The Federal Government of Nigeria has announced plans to raise N1.8 trillion from the bond market in the first quarter of 2025. This initiative is part of its broader strategy to finance critical infrastructure projects, manage budget deficits, and stimulate economic growth.
The Debt Management Office (DMO) disclosed the details in its quarterly issuance calendar, outlining a mix of short- and long-term instruments to be offered to investors. The bonds, ranging in tenors from five to 30 years, are designed to attract a diverse pool of institutional and retail investors.
According to the DMO, the funds raised will primarily be directed toward financing key capital projects in transport, energy, and healthcare. Additionally, part of the proceeds will be used to refinance existing debt and improve the government’s fiscal position.

Patience Oniha, the Director-General of the DMO, emphasized the importance of maintaining investor confidence in the bond market.
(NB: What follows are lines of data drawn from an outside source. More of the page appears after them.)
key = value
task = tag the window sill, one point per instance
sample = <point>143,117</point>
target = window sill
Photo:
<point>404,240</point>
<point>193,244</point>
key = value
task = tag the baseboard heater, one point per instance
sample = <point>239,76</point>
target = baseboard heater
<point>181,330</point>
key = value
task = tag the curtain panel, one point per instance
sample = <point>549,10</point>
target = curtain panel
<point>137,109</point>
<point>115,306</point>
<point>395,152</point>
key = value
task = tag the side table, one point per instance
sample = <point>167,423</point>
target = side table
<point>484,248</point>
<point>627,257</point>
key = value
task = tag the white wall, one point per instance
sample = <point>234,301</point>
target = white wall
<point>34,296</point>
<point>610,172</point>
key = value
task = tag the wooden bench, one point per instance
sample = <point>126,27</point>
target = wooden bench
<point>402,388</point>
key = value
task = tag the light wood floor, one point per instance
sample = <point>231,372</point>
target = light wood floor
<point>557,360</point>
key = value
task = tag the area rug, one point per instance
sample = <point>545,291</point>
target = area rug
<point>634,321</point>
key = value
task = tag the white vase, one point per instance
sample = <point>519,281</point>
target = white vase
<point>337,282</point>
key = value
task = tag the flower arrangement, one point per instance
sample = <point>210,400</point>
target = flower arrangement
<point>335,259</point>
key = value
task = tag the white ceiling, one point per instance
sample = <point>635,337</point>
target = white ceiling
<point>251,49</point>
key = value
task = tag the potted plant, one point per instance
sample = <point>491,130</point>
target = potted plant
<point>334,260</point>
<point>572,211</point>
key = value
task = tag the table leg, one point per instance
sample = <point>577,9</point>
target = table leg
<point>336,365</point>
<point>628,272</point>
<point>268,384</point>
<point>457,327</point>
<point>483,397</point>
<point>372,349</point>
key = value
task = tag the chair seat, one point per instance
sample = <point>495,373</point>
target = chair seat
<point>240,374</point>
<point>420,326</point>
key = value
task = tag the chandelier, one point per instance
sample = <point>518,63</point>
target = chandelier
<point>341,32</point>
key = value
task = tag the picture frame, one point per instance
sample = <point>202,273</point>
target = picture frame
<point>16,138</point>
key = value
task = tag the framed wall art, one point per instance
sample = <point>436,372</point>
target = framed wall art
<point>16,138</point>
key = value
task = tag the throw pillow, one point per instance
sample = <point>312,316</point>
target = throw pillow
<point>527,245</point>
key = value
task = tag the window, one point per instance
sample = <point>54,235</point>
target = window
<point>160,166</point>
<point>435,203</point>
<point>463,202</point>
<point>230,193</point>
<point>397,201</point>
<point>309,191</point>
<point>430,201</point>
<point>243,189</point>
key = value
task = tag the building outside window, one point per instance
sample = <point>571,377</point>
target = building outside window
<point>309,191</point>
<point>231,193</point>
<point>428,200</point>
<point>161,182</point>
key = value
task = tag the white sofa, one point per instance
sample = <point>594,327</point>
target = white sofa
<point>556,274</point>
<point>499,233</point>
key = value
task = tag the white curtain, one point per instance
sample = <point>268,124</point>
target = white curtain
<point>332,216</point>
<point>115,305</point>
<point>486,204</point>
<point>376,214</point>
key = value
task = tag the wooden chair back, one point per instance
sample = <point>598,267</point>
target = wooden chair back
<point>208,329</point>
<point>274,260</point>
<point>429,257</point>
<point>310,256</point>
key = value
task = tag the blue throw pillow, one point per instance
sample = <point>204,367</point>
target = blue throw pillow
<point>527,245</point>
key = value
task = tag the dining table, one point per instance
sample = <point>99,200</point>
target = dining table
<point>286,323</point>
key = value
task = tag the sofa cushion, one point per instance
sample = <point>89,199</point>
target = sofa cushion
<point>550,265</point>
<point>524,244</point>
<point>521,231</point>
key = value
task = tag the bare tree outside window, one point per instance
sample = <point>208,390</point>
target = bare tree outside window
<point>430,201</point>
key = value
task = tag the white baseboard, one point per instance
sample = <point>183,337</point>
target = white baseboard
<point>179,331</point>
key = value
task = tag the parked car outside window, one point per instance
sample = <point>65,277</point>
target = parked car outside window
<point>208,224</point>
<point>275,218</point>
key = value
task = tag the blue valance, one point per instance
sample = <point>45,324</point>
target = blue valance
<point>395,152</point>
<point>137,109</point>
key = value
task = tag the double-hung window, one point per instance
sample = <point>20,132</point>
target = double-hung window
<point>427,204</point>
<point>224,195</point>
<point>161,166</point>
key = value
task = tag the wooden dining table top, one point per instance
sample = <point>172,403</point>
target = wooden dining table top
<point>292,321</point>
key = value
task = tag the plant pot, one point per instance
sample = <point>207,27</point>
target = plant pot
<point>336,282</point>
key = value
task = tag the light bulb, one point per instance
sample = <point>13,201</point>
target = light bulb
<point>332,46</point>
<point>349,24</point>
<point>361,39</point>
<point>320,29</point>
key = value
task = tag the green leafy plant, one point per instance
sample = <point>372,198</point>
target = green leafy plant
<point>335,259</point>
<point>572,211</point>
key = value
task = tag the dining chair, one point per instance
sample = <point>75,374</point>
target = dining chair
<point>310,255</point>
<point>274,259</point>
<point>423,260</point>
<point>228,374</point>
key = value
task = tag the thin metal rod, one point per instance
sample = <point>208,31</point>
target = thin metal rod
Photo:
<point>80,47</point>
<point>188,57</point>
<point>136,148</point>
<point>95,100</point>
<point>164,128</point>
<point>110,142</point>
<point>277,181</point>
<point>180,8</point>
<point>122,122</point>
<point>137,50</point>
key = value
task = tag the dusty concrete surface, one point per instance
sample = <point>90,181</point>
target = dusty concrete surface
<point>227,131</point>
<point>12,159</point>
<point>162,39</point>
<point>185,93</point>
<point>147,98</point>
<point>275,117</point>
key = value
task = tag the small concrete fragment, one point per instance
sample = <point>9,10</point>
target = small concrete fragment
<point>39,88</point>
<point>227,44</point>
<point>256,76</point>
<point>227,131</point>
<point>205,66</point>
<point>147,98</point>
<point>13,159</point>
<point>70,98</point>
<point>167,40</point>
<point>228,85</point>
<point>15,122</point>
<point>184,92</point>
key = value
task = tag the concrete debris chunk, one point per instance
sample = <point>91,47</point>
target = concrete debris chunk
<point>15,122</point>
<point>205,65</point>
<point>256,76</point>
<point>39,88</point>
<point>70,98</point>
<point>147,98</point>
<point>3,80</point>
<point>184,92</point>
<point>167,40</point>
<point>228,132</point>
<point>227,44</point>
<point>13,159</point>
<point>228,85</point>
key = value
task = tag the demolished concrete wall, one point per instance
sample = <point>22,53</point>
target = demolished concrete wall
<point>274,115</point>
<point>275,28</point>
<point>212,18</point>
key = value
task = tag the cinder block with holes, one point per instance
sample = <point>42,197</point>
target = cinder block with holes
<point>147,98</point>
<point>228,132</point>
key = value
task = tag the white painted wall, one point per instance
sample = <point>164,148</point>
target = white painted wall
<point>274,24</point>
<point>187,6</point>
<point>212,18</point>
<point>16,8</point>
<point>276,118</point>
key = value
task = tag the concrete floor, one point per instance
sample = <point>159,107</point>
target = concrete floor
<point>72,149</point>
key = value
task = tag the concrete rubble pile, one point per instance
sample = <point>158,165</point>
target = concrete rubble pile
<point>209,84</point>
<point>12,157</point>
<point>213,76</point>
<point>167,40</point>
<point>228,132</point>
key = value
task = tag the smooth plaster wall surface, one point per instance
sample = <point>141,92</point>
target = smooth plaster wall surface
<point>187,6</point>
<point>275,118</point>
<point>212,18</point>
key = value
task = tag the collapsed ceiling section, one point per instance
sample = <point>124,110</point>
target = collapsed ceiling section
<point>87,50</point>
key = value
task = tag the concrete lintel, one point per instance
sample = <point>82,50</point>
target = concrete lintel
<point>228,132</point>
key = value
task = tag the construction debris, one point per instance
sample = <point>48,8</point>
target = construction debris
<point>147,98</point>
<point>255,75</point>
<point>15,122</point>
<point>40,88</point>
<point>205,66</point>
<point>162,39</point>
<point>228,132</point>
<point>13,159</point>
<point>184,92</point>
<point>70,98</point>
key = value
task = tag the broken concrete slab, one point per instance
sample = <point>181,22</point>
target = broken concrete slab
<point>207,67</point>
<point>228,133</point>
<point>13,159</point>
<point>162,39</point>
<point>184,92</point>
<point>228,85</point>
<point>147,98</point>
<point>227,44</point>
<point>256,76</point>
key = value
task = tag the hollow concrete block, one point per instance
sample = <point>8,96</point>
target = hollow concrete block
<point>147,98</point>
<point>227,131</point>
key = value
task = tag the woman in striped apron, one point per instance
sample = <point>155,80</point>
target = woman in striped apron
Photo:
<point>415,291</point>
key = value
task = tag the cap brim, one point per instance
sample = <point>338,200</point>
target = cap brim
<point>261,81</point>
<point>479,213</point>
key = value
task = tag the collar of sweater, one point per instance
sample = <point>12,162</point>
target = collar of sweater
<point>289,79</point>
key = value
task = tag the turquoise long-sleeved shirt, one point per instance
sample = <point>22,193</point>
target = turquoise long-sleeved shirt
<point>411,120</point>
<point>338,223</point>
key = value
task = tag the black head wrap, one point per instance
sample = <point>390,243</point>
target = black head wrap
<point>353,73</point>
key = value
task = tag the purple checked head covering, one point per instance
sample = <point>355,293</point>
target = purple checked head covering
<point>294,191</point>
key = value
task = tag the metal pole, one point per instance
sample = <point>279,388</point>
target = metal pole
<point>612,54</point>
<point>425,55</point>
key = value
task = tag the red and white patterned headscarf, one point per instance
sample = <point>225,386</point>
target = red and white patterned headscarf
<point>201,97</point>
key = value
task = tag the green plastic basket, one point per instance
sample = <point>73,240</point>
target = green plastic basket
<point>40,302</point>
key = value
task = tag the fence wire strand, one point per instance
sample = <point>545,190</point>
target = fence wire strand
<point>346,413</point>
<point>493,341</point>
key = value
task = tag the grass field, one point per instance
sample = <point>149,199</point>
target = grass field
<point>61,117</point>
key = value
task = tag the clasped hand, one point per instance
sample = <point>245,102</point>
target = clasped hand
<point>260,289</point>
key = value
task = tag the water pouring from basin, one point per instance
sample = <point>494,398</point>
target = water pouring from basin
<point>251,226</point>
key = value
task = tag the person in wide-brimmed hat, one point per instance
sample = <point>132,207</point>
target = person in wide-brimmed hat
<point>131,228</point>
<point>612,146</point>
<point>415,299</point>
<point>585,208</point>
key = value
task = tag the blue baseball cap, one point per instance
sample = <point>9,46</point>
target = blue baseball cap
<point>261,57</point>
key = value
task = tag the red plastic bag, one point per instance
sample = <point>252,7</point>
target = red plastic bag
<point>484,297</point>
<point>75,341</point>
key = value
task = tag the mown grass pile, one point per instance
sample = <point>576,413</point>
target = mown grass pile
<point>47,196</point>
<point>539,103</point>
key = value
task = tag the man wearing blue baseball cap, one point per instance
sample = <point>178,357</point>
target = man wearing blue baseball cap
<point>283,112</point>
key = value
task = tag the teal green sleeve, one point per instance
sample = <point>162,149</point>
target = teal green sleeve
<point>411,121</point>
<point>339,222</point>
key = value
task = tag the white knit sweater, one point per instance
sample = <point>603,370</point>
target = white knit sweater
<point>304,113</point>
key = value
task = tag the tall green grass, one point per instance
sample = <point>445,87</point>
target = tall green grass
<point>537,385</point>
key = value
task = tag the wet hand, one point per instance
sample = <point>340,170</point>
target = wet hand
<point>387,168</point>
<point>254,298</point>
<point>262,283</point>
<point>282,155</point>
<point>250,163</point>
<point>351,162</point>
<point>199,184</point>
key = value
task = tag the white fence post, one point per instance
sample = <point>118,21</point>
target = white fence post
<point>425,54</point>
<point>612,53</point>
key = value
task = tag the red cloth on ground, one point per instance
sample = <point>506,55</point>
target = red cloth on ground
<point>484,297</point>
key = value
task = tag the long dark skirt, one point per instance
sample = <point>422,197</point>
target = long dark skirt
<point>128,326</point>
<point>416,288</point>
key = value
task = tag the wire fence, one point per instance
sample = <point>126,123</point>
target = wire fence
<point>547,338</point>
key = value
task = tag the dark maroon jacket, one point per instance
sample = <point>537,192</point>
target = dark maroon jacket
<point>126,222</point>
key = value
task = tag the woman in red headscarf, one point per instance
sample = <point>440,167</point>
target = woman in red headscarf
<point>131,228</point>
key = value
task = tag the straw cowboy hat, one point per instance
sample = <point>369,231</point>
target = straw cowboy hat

“Nigeria’s bond market remains a reliable platform for raising long-term financing. By offering competitive yields and adhering to transparent processes, we aim to sustain investor interest and support our developmental goals,” Oniha said.
Analysts see the move as a necessary step to bridge Nigeria’s funding gap, especially in light of dwindling oil revenues and rising expenditure. However, they also warn of potential risks associated with increased borrowing, including debt sustainability concerns and higher servicing costs.
Dr. Bayo Ademola, a financial expert, noted that while the bond issuance is crucial for addressing immediate fiscal needs, the government must ensure that the borrowed funds are effectively utilized.
“Raising N1.8 trillion is significant, but the focus should be on deploying these funds to projects that yield measurable economic benefits. Transparency and accountability are key to justifying this level of borrowing,” Ademola stated.
The bond market has historically been a cornerstone of Nigeria’s domestic debt strategy, offering the government an avenue to access relatively stable and predictable financing. In recent years, increased participation by local and international investors has bolstered the market’s depth and resilience.
The DMO also announced plans to expand retail participation through its FGN Savings Bonds program, which allows individuals to invest in government securities with lower entry thresholds.
Despite the opportunities, some stakeholders have expressed concerns over the country’s rising debt profile. As of 2024, Nigeria’s public debt had exceeded N87 trillion, sparking debates about fiscal discipline and the need for more robust revenue-generation strategies.
To mitigate these concerns, the Federal Government has reiterated its commitment to implementing economic reforms, including tax policy adjustments, diversification of revenue streams, and fostering private sector investments.
As the bond issuance program unfolds, the government will face the dual challenge of meeting immediate funding needs while maintaining a sustainable fiscal trajectory. With careful planning and execution, the N1.8 trillion target could serve as a catalyst for economic revitalization and long-term growth.